Theoretical investigation of the Fe+-catalyzed oxidation of acetylene by N2O.

The gas-phase Fe(+)-mediated oxidation of acetylene by N2O on both sextet and quartet potential energy surfaces (PESs) is theoretically investigated using density functional theory. Geometries and energies of all the stationary points involved in the catalytic reaction are located. For the catalytic cycles, the crucial step is the initial N2O reduction by Fe(+) to form FeO(+), in which a direct O-abstraction mechanism is located on the sextet PES, whereas the quartet pathway favors a N-O insertion mechanism. Spin inversion moves the energy barrier for this process downward to a position below the ground-state entrance channel. The second step of the catalytic cycles involves two mechanisms corresponding to direct hydrogen abstraction and cyclization. The former mechanism accounts for the ethynol formation with the upmost activation barrier below the entrance channel by about 5 kcal/mol. The other mechanism involves a "metallaoxacyclobutene" structure, followed by four possible pathways, i.e., direct dissociation, C-C insertion, C-to-O hydrogen shift, and/or C-to-C hydrogen shift. Among these pathways, strong exothermicities as well as energetically low location of the intermediates suggest oxidation to ketene and carbon monoxide along the C-to-C hydrogen shift pathway is the most favorable.

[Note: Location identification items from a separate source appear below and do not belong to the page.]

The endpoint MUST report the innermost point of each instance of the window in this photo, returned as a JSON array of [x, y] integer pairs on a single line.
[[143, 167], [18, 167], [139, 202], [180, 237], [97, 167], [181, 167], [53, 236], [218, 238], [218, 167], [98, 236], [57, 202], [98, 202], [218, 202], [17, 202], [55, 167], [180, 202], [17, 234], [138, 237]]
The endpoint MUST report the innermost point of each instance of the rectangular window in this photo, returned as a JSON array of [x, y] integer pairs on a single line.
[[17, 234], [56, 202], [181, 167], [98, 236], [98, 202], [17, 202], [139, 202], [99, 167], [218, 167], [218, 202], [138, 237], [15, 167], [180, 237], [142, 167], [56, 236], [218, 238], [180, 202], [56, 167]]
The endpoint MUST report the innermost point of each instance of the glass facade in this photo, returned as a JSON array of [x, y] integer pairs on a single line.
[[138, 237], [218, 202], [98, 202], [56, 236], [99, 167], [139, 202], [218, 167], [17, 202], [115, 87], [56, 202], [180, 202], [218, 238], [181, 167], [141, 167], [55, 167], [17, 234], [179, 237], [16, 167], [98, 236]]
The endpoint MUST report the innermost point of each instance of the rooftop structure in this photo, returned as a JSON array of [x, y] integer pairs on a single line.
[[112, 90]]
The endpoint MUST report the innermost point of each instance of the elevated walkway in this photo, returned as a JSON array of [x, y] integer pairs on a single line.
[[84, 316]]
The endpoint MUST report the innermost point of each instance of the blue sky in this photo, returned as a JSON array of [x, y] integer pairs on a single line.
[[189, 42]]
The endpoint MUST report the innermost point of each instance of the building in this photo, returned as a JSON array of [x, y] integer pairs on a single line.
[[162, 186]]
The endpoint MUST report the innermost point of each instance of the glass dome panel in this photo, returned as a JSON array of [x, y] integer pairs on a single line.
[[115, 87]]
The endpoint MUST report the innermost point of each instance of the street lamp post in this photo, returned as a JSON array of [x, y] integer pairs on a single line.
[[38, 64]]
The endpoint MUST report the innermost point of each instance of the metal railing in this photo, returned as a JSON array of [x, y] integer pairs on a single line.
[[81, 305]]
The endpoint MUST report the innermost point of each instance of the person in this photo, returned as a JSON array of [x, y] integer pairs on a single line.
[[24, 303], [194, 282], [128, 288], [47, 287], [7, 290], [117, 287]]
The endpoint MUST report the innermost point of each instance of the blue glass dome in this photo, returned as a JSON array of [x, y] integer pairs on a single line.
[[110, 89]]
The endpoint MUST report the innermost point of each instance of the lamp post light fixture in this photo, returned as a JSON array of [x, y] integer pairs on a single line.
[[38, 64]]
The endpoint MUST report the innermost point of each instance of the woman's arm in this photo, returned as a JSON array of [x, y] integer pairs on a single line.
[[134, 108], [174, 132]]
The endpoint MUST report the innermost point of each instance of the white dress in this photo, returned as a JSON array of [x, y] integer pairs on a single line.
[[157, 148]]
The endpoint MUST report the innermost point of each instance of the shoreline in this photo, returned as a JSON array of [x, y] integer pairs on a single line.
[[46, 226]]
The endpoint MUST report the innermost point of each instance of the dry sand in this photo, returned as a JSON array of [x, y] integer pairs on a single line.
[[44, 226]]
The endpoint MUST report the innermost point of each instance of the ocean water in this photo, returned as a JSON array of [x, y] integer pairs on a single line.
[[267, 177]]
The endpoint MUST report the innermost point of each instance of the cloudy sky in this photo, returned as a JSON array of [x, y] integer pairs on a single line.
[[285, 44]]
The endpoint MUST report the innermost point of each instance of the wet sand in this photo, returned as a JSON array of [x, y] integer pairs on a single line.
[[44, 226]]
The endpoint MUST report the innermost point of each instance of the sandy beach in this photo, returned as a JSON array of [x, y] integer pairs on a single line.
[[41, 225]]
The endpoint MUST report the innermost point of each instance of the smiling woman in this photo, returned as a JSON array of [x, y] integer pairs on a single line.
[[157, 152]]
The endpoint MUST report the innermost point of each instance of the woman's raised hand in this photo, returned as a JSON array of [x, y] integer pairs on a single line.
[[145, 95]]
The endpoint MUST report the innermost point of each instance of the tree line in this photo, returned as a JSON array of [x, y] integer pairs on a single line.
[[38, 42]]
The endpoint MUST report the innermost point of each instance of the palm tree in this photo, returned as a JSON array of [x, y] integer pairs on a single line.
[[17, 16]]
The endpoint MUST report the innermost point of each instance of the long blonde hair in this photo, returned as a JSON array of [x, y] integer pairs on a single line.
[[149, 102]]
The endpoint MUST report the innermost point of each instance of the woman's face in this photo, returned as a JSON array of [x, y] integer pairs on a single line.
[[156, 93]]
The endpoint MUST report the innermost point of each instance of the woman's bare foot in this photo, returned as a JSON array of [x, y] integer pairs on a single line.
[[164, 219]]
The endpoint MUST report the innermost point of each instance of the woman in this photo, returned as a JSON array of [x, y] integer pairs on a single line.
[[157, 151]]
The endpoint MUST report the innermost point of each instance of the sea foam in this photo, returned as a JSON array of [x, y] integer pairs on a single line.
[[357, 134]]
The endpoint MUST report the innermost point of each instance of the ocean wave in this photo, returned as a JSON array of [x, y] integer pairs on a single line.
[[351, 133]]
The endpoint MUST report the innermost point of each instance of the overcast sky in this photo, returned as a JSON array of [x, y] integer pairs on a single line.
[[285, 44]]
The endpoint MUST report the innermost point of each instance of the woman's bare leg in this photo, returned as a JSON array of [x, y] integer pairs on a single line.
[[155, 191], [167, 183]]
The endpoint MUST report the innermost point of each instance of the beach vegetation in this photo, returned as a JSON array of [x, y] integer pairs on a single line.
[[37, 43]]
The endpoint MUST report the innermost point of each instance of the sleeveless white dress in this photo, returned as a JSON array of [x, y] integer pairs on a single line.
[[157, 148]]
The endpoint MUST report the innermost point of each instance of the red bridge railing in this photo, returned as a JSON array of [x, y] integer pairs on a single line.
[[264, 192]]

Reduction of the CO loss partner FeCH2(+) by another N2O molecule constitutes the third step of the catalytic cycles, which contains direct abstraction of O from N2O giving OFeCH2(+), intramolecular rearrangement to form Fe(+)-OCH2, and nonreactive dissociation. This reaction is also energetically favored considering the energy acquired from the initial reactants.